Data Quality Testing: Ways to Test Data Validity and Accuracy
Table of Contents
If Sisyphus had been a data analyst or a data scientist, the boulder he’d be rolling up the hill would have been his data quality assurance. Even if all the engineering processes of ingesting, processing, and modeling work impeccably, data quality testing is essential at any stage of the data pipeline.
Facing the question “Is this OK?” is hard enough. Why? Because it is hard to define what OK means in the data engineering world.
What is data quality testing, and why is it important?
|Data quality dimension||Description|
|Timeliness||Data’s readiness within a certain time frame.|
|Completeness||The amount of usable or complete data, representative of a typical data sample.|
|Accuracy||Accuracy of the data values based on the agreed-upon source of truth.|
|Validity||How much data conforms to acceptable format for any business rules.|
|Consistency||Compares data records from two different datasets.|
|Uniqueness||Tracks the volume of duplicate data in a dataset.|
Traditionally, data quality testing is split into six dimensions:
- Timeliness: Is your data available when you need it?
- Completeness: Does it fulfill your expectations of what’s comprehensive?
- Accuracy: How well does a piece of information reflect reality?
- Validity (aka Conformity): Is the information in a specific format, type, or size? Does it follow business rules/best practices?
- Consistency: Do data assets stored in one place match relevant data stored elsewhere?
- Integrity (aka Uniqueness): Can different data sets be joined correctly to reflect a larger picture? Are relationships well-defined and implemented?
These dimensions were defined while taking a broad view of designing a data warehouse and data quality testing for this scenario. They consider all data sets defined and collected, the relationships between them, and their ability to properly serve the organization.
When we look at a single data set, our quality considerations are more narrow:
- It doesn’t require completeness, as other data sets may compensate.
- Consistency and integrity are irrelevant since other datasets aren’t considered.

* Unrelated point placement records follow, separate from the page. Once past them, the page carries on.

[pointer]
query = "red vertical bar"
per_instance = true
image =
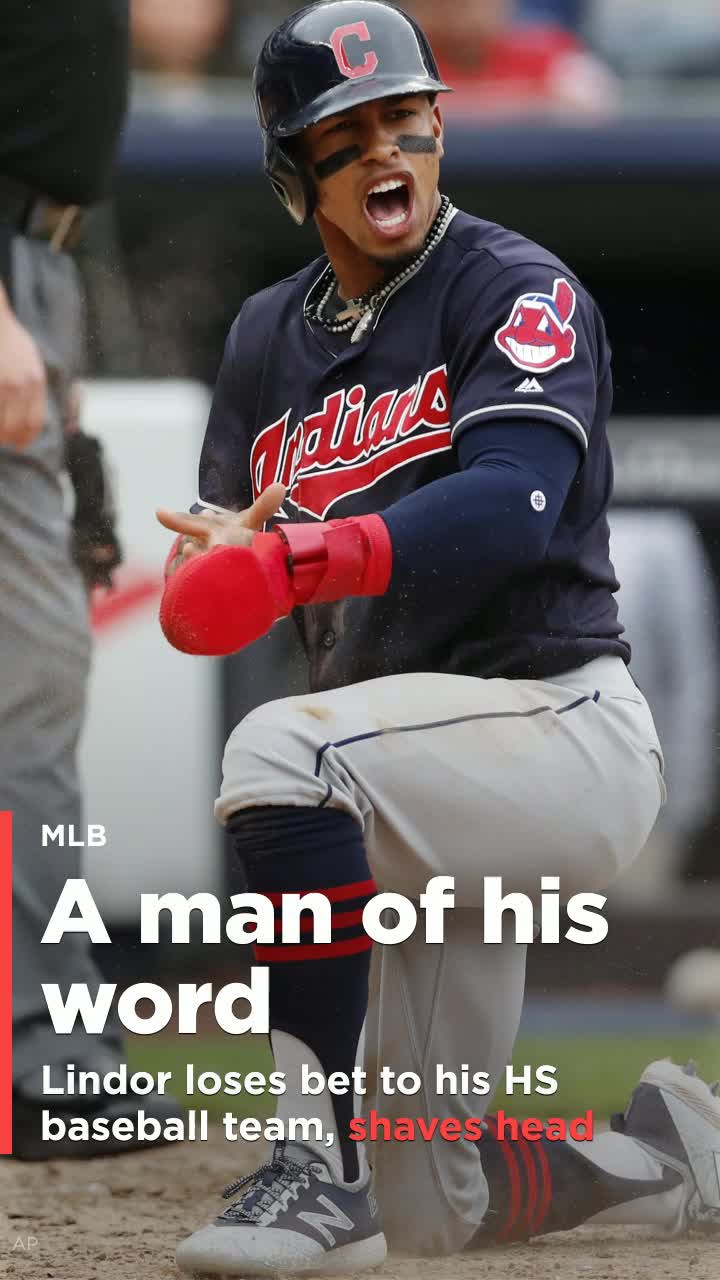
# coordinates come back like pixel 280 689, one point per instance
pixel 5 983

- Timeliness depends mostly on the engineering pipelined functioning rather than on the quality of the data.
In our case, asking if a data set is OK is equivalent to asking “Is it valid and accurate?”.
In this article, I will describe validity testing, break down the concept of accuracy testing, and review the testing frameworks available.
Types of data quality tests
When data is updated on a regular basis, it provides an accurate image of the data source. However, as data becomes stale or old, it ceases to be reliable and becomes useless to downstream users.
Data freshness checks assess the quality of data inside a table by monitoring how frequently that data is updated in comparison to established latency restrictions, such as when an ingestion operation is expected to load on any given day. Teams can build manual data these data quality checks using SQL rules.
NULL values test
Missing data (NULL values) is one of the most prevalent data quality concerns. They appear when a field is purposely left blank or as a result of a pipeline problem (like an API outage). A NULL values test validates if values within a defined column for a certain model are missing after the model runs.
Why is it important? Imagine that you’re checking the impact of an event on sales by region, but in some entries, the “region” field is left blank. As a result, the rows missing the region data are removed from the report, giving you inaccurate data. Make sure to test your data with NULL values in mind to avoid this.
Numeric distribution tests
Is my data within a reasonable range? Are my values within the range of a certain column? Distribution testing helps to answer these questions. A distribution test determines whether the data in a given table is reflective of reality.
You can easily define these rules in SQL by specifying minimums and maximums for a specific column.
Referential integrity tests
The parent-child connection between tables in a database is referential integrity. The primary key, also known as the main key or the foreign key, is the fundamental data that we combine across tables to generate models and draw insights.
But what if the data used for that primary key is altered or deleted? Referential integrity tests help here. Referential integrity checks are data quality checks that verify that any data mirrored in a child database has a matching parent table. Referential integrity data quality testing assures that changes to a parent or main key affect dependent tables.
Human mistakes happen, and because data discrepancies are widespread, it is critical that those records are reconciled on a regular basis using data quality testing to guarantee that your data remains clean and correct.
A string-searching method, like RegEx, is an effective approach to checking that strings in a column match a certain pattern. UUIDs, phone numbers, emails, integers, escape characters, dates, and other common patterns are up for validation with the help of string patterns.
Duplicate data is another prevalent quality issue that plagues both data engineers and consumers. Any data record that has been duplicated and shared with another data record in a database is considered duplicate data. You can only imagine the repercussions of keeping duplicate data around.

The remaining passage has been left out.